PHOTO JACQUELYN MARTIN, ASSOCIATED PRESS

Le numéro deux du département américain de la Justice, Rod Rosenstein

Tous les inculpés, 13 ressortissants russes et trois sociétés, sont accusés de complot en vue de tromper les États-Unis, trois d'entre eux sont accusés également de fraude bancaire et cinq autres de vol aggravé d'identité, selon un communiqué du procureur spécial chargé de ce dossier, Robert Mueller.

Le N.2 du département de la Justice, Rod Rosenstein, a souligné qu'aucun Américain n'avait « participé sciemment à cette activité illégale » et qu'il n'existait pas d'indication que le résultat de l'élection avait été faussé.

>>> Cliquez ici pour lire l'acte d'accusation (en anglais)

« Les accusés auraient mené ce qu'ils appellent une guerre de l'information contre les États-Unis, avec le but affiché de répandre la méfiance à l'encontre des candidats et du système politique en général », a affirmé M. Rosenstein.

La campagne était dirigée depuis la Russie par une société baptisée « Agence de Recherche sur Internet » et financée par Evguéni Prigojine, un proche du président russe Vladimir Poutine. Les 12 autres inculpés sont des dirigeants de l'Agence.

M. Prigojine est surnommé le « chef » de M. Poutine, car sa société Concord s'occupe de la restauration lors des réceptions au Kremlin. Cette société, visée par l'acte d'accusation, fait déjà l'objet de sanctions américaines.

Evguéni Prigojine s'est dit « pas du tout contrarié de figurer sur cette liste ». Si les Américains « veulent voir (en moi) un diable, laissez-les faire », a-t-il déclaré à la presse russe.

Selon l'acte d'accusation, l'Agence, basée à Saint-Pétersbourg, a soutenu à partir de la mi-2016 la campagne de M. Trump et dénigré la candidate démocrate Hillary Clinton.

Manifestations simultanées

Le groupe, « se faisant passer pour des ressortissants américains et créant de faux personnages », a administré des comptes sur les réseaux sociaux - Facebook, Twitter, YouTube et Instagram - qui « traitaient de questions politique et sociale clivantes », comme l'immigration ou la religion.

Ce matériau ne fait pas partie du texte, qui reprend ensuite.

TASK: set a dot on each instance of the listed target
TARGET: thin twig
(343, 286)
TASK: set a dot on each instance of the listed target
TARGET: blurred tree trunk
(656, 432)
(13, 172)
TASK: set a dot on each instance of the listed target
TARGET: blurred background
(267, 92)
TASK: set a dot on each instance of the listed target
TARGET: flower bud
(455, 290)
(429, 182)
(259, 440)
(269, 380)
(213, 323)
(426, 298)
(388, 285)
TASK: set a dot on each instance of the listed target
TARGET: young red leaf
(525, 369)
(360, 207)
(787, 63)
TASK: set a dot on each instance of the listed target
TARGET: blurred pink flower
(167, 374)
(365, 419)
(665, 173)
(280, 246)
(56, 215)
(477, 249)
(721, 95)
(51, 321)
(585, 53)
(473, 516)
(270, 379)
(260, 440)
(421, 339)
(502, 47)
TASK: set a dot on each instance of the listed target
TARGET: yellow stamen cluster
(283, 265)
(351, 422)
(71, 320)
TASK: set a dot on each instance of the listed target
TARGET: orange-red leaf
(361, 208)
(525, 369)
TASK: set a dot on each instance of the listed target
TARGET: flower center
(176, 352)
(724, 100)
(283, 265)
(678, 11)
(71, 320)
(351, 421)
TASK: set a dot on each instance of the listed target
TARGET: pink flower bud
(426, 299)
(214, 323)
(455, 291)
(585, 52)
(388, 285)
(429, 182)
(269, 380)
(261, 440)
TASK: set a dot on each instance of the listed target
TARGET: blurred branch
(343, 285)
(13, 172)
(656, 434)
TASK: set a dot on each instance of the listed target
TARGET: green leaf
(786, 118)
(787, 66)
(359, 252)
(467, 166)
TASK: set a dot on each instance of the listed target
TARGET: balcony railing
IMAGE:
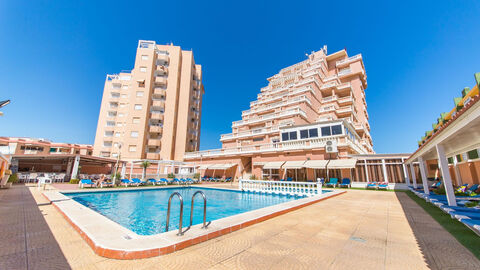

Il aurait notamment créé un faux compte du parti républicain dans le Tennessee qui a attiré plus de 100 000 abonnés, ou des faux comptes de militants musulmans et de la cause noire. Quelques jours avant le scrutin, ces comptes avaient appelé à ne pas voter pour Mme Clinton alors que ces communautés étaient majoritairement favorables à la candidate démocrate.

L'Agence aurait aussi contacté « à son insu » un volontaire de l'équipe de M. Trump, qui aurait fourni gratuitement du matériel de campagne.

Et elle aurait également organisé et financé, à l'aide de comptes bancaires américains frauduleux, des rassemblements de partisans de M. Trump.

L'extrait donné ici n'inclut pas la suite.